Après notre premier concert
catastrophique, on s’est sentis nuls et pitoyables un quart d’heure ou deux, et
puis à force d’entendre les copains et même ceux qui nous connaissaient pas
nous dire que c’était trop mortel ce qu’on avait fait, on a fini par croire
qu’on avait peut-être attrapé le génie par hasard, comme on chope une gastro.
En tout cas, on avait trop envie de remettre ça ! Mais cette fois, en
amenant notre univers et tout. Plus question de faire des reprises, ce coup-ci
on allait arriver avec nos compos !
On a mis là-dedans plus d’organisation
qu’on n’en mettra jamais pour nos révisions du bac. On a fait deux
ateliers : Steven et Adrien allaient bosser ensemble la musique, à moi de
caler la rythmique de la batterie par dessus, et pour les paroles, comme je
suis le meilleur en français (le meilleur du groupe, hein, pas de la classe) et
que Noémie est la meilleure en anglais, on s’est dit que ce serait pas mal
qu’on travaille les textes ensemble. Florian aurait qu’à faire ses vocalises
pendant ce temps-là. Autant dire que j’ai trouvé que c’était une idée géniale,
Noémie et moi, le duo d’enfer – les Bonnie & Clyde des lyrics !
Alors entre deux cours on est allé bosser
dans notre coin, moi j’avais acheté exprès un cahier Clairefontaine et je suis
passé vite fait dans les chiottes du lycée pour réajuster ma mèche devant le
miroir. On s’est mis à une table à part au CDI, yeux dans les yeux, et de temps
en temps j’essayais de me concentrer sur mon cahier. Noémie, qui est comme une
fée en mieux foutue, essayait de trouver des rimes en anglais. On s’était dit
que ce serait pas mal de faire des chansons en français et en anglais, genre
Noir Désir, mais j’avais du mal à trouver des idées. Je regardais les yeux de
Noémie et j’avais du bleu plein la tête, et mon cahier ne se remplissait pas.

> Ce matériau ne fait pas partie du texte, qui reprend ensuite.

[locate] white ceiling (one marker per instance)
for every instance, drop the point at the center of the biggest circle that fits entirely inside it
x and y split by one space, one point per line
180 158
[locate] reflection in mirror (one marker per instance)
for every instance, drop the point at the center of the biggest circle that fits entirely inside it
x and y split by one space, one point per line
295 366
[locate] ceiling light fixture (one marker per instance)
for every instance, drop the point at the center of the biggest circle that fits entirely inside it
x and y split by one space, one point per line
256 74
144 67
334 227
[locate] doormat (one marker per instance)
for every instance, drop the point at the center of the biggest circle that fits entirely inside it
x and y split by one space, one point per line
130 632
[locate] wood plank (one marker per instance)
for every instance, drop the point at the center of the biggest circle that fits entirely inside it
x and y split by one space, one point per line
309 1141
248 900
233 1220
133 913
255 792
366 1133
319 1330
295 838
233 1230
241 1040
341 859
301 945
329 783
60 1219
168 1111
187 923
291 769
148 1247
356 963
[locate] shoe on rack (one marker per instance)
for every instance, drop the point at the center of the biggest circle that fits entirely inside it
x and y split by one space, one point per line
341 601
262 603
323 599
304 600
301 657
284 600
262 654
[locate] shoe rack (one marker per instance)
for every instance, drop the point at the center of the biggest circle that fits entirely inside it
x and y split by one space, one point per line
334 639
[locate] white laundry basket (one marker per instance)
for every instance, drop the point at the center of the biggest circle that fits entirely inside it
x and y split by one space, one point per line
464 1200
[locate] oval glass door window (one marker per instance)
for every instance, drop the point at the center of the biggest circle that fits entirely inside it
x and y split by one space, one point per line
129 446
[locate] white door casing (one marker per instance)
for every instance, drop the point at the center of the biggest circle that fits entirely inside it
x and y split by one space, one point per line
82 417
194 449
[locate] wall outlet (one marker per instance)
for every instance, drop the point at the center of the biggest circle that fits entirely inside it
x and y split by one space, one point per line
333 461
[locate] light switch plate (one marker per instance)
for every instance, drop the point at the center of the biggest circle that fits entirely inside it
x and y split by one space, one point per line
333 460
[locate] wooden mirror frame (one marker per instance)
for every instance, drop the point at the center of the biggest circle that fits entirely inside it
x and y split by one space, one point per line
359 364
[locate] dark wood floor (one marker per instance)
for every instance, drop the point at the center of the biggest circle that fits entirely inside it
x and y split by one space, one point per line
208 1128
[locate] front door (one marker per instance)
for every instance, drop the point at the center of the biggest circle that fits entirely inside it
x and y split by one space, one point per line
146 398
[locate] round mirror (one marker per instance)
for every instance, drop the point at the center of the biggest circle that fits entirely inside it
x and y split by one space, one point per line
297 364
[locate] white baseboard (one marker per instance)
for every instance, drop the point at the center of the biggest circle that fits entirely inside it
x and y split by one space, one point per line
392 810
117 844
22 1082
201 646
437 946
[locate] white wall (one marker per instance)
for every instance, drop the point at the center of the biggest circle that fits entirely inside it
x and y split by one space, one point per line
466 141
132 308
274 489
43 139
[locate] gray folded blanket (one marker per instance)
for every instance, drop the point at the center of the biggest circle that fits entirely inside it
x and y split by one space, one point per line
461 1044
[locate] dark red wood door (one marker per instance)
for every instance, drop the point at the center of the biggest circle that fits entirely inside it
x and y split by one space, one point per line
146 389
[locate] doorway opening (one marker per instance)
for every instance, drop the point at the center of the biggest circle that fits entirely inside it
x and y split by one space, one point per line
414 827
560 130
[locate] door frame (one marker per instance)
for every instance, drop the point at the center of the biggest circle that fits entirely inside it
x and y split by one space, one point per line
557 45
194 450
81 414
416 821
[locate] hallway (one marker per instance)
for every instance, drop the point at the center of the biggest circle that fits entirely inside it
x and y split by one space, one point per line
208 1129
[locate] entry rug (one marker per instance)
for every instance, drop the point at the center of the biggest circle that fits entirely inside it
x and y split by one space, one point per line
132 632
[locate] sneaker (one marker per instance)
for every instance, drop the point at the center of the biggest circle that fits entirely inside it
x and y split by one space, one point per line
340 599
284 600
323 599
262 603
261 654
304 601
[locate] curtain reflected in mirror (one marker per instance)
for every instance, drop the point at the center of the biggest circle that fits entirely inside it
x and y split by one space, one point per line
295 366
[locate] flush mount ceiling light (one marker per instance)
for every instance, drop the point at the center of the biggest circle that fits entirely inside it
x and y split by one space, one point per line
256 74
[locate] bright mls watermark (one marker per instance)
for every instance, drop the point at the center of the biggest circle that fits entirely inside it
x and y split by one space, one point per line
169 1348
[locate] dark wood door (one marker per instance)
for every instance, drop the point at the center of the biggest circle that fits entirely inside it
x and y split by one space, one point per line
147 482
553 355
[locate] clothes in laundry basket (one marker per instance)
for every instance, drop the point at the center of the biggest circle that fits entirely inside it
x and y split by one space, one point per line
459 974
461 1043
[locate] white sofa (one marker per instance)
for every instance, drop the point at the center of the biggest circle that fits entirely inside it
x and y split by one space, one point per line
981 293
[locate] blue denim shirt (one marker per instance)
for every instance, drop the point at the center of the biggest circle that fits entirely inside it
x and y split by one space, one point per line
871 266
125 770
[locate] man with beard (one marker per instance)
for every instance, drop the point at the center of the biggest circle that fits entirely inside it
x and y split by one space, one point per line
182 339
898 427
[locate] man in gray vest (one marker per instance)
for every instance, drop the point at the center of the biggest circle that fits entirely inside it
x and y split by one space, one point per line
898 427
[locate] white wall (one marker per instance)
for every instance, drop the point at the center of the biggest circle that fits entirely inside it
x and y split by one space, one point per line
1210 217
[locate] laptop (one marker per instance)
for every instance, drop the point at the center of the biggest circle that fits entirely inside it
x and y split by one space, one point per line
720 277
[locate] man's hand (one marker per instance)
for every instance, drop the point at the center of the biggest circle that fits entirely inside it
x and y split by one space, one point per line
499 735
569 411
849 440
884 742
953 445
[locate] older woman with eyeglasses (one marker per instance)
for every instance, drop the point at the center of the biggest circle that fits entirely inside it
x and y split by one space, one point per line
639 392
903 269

Rien à foutre, moi je voulais juste qu’on reste comme ça jusqu’à la fonte
totale de la banquise. Là, j’ai commencé à comprendre que le bonheur et
l’amour, ça valait rien comme sujet de chanson. Je veux dire, Bag of Bones,
faudrait pas que ce soit de la guimauve, quand même, alors au lieu d’écrire je
faisais mon malin à essayer de la faire marrer en imitant le prof de maths ou
de la choquer avec des blagues de cul et on n’avançait pas à grand-chose. Et
puis à un moment son portable a vibré, elle a regardé l’écran, elle m’a dit
esscuse, c’est mon copain, et elle s’est mise à textoter comme une furieuse.
Et tout d’un coup, je sais pas si c’est
la lumière qui a changé, mais je l’ai trouvée super banale, cette meuf, avec sa
frange et son Nokia rose, et je me suis focalisé sur mon cahier et d’un coup
j’ai trouvé plein de thèmes de chansons sur la guerre, la violence, la maladie
et les gens qui se jettent d’un pont.